第2話 炎の記憶
> ――あの時、確かに救ったはずだった。
炎の中で、少女が泣いていた。
煙に包まれた手を伸ばし、仁はその小さな身体を抱きかかえた。
「大丈夫だ。すぐ外に出られる」
それが、最後の言葉だった。
崩れ落ちる天井。
轟く音。
そして――闇。
目を覚ますと、白い壁に囲まれた小部屋だった。
冷たい空気。金属の臭い。
身体はシーツに包まれているが、左腕に走る鈍痛が生々しい。
> 「……夢、か」
低く呟くと、無機質な声が部屋のスピーカーから響いた。
> 「目覚めましたか、実験体コード“W-01”。」
無感情な声。
仁は無意識に顔をしかめた。
> 「俺の名前は、神崎仁だ。」
「あなたの“過去の名”は記録されています。しかし、現在のあなたはJOKERの一員です。」
「……冗談だろ。」
返事はなかった。
ただ、壁のスクリーンが点灯し、青白い映像が映し出される。
都市の映像。燃え上がる街。
崩れた建物。
そして、画面の中に――自分がいた。
炎の中で、子どもを抱え、仲間に叫んでいる自分。
映像の中の仁は、勇敢で、誇らしかった。
> 「これは……俺か?」
> 「ええ。あなたの“記録”です。

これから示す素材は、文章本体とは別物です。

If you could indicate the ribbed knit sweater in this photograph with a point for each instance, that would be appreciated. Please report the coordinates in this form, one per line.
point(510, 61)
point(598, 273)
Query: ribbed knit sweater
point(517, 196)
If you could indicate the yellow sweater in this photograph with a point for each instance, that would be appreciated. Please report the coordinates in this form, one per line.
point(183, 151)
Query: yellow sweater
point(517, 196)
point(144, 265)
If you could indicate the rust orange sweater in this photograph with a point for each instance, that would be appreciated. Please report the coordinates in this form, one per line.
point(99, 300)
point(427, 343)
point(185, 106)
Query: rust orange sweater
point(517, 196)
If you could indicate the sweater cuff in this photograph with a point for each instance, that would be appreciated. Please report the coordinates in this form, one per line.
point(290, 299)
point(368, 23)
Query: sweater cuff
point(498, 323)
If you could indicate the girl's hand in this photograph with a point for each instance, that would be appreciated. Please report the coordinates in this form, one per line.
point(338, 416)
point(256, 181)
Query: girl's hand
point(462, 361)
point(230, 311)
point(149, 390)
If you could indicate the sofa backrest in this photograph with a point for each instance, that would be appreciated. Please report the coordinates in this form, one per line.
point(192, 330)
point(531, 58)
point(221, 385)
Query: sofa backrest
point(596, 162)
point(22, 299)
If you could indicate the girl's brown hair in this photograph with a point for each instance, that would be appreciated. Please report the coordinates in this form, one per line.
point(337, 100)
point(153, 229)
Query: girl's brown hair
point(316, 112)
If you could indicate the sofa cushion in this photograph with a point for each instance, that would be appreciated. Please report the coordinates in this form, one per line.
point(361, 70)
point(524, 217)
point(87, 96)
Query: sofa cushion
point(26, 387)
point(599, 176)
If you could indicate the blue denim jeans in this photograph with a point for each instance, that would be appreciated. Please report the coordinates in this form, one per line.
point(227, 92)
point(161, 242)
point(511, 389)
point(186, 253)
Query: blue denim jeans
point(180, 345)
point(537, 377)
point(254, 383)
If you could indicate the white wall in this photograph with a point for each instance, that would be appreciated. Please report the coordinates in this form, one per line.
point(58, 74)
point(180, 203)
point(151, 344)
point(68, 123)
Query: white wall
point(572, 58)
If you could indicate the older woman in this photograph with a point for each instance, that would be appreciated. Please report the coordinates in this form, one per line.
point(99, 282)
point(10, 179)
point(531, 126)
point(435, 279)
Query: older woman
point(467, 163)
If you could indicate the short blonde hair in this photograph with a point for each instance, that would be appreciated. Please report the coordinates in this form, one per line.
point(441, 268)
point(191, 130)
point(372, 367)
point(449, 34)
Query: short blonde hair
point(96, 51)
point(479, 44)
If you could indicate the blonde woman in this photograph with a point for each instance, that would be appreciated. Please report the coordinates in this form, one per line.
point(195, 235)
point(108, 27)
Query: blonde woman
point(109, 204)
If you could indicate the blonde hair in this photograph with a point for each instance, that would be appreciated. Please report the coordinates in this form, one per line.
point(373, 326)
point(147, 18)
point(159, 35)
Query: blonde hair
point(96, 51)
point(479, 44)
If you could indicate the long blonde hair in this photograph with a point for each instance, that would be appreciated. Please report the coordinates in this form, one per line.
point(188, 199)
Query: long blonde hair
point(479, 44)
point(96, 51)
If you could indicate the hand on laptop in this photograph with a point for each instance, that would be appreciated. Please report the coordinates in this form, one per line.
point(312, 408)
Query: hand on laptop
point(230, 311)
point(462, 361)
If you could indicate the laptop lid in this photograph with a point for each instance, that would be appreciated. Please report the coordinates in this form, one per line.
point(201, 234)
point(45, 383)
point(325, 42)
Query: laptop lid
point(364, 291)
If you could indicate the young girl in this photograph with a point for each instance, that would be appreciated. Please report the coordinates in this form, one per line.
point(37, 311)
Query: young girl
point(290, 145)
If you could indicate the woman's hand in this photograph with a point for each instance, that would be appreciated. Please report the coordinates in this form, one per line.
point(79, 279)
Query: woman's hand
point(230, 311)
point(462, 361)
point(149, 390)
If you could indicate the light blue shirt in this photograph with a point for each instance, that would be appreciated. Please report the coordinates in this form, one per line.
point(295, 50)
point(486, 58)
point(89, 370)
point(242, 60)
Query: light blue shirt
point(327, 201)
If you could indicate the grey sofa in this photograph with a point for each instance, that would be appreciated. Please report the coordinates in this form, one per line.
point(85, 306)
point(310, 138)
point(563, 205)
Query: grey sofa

」
その声は先ほどよりも柔らかくなっていた。
女性の声――AIのようにも聞こえる。
> 「あなたの行動パターン、判断速度、反射神経。すべてが人類平均値を大きく上回っていました。
だから、あなたが選ばれたのです。」
> 「選ばれた……? 勝手に死体を弄んで、化け物にしただけだろ……!」
壁を叩く。
鈍い音が響くが、何の変化もない。
> 「怒りは正常な反応です。ですが、あなたの怒りも“進化”の燃料になります。」
AIの声は、まるで感情を理解したふりをするかのように穏やかだった。
仁はベルトに手を当てた。
指先が触れると、内部で微かな振動が走る。
――カチリ。
一瞬、視界が赤く染まる。
心臓が跳ね、血流が早まる。
> 「……やめろ……!」
必死に引き剝がすと、振動は止まった。
だが、ベルトのコア部分に一瞬だけ映った。
――炎のように揺らめく“狼の眼”。
> 「……これが、俺の中にあるってのか。」
再び沈黙が訪れた。
小さな機械音だけが響く。
仁は目を閉じ、掌を見つめた。
そこには、かすかに焦げたような痕が残っていた。
> 「……まだ、消えてないんだな。あの日の炎も、俺の中の“何か”も……。」
ベッドの上で、仁は静かに息を吐いた。
その瞳の奥には、
人間の光と――狼の影が、ゆっくりと交錯していた。